As world leaders scramble to shape events in Ukraine, China has stood by unable even to articulate its stance, exposing its muddled approach to foreign affairs despite its fast-growing global interests and stature, analysts say.
Beijing can partly blame the lag on its rapid ascent into the top tier of international heavyweights. Yet it faces huge pressure to catch up fast, both from other governments and its own increasingly far-flung nationals and companies.
“Welcome to the real world,” said Kenneth Lieberthal, a China expert and senior fellow at the Brookings Institution in Washington.
Photo: AFP
“China by now has global interests, but is not a global strategist or global player... [it] is not the one that initiates and tries to drive the outcome,” he said.
Although China aspires to greater global standing, it pursues narrow goals overseas, as long as its core concerns are not involved, letting its ally and fellow UN Security Council member Russia take the lead on crises such as the conflict in Syria, while it zeroes in on business deals in Africa and elsewhere.
The Chinese foreign ministry tends toward non-specific bromides, urging “calm” here, “restraint” there and a “political solution” elsewhere.
“But they have interests now that force them to get beyond those broad statements,” Lieberthal said. “They have to make commitments, they have provide security, they have to do contingency planning.”
On Ukraine, where Moscow has deployed troops in Crimea while the West backs an opposition that is now in government, Beijing has found itself struggling to take a stand, stymied by competing interests.
For years it has sought to solidify ties with Russia, successor to the Soviet Union, which was once a brother communist state until a bitter split, followed by rapprochement.
Chinese President Xi Jinping (習近平) made it his first destination after taking office last year and again last month, attending the Sochi Winter Olympics while Western leaders stayed away.
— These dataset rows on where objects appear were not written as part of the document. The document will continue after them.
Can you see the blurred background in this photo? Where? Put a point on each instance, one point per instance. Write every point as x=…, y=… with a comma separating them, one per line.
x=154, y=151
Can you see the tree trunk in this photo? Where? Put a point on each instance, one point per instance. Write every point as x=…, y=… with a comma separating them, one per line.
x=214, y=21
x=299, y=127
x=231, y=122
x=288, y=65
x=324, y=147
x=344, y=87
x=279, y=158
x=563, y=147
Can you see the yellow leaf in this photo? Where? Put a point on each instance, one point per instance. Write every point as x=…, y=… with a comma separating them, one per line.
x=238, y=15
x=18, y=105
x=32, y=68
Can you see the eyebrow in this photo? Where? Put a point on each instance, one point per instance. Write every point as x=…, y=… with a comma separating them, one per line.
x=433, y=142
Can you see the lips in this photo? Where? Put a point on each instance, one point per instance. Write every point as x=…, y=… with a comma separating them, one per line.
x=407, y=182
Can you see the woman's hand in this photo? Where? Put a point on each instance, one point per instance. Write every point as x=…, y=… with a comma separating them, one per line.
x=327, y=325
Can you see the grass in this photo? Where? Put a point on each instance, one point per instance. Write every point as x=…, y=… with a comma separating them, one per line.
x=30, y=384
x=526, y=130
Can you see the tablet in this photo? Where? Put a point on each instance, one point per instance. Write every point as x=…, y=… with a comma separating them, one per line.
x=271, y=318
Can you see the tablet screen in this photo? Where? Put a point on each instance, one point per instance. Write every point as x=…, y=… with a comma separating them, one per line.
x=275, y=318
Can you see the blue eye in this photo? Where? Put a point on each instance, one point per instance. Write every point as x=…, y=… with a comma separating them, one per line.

Yet Beijing also vehemently urges “non-interference” in other countries’ domestic affairs, in part to facilitate trade with unsavory regimes — but especially to discourage foreign support for popular uprisings.
China regularly brandishes the concept to ward off criticism from Western powers of its policies in its Tibet and Xinjiang regions, where ethnic minorities complain of repression, feeding political dissent.
“China has long maintained a principle of non-interference in internal affairs and respects Ukraine’s independence, sovereignty and territorial integrity,” the Chinese foreign ministry said on its Web site this week.
“There are reasons that the Ukrainian situation is what it is today,” it added, in what Niu Jun (牛軍), a professor of international affairs at Peking University, interpreted as a reference to Russia’s long-standing links with Crimea.
The events in Ukraine were “very inconvenient” for Beijing, he said. “That’s why they came out with a statement nobody can understand.”
When pressed to clarify whether Beijing supported Moscow’s actions or considered them a form of interference, Chinese foreign ministry spokesman Qin Gang (秦剛) refused to elaborate.
On its Web site, the ministry said China’s top diplomat Yang Jiechi (楊潔篪) told US National Security Adviser Susan Rice on Thursday that a resolution must “take full care of the legitimate rights of the Ukrainian people” — without specifying what they were.
Yet Beijing’s global ambitions are undeniable. Xi’s slogan since taking office — the “Chinese Dream” — evokes the widely held idea that, as a centuries-old civilization that once led the world in achievements, the Middle Kingdom is poised to reclaim the center stage it deserves.
Its presence is expanding from the Middle East to Africa to Latin America, even in conflict zones such as Afghanistan and Iraq, to acquire the energy and resources needed to feed the world’s largest population and second-biggest economy. That brings added pressure to protect China’s supply lanes, companies and workers popping up worldwide.
Two-way trade with Ukraine, not a major partner, reached US$11 billion last year, according to Chinese customs figures.
Beijing is starting to recognize the benefits of getting involved, said Jia Qingguo (賈慶國), a professor of international studies at Peking University, citing a debate over whether it might have prevented the bloody 2011 Western-backed uprising in oil supplier Libya by seeking to persuade late dictator Muammar Qaddafi to compromise.
China needed to build up its foreign policy know-how and was still figuring out its approach to the world as it adjusts from being a poor to a powerful nation.
“China does not have a broader strategy. Its foreign policy behavior is often ambiguous and sometimes incoherent,” he said. “China is both a developing country and a developed country, a weak country and a strong country, a poor country and a rich country, an ordinary country and a superpower.”
“As a result its interests are also in contradiction,” he said.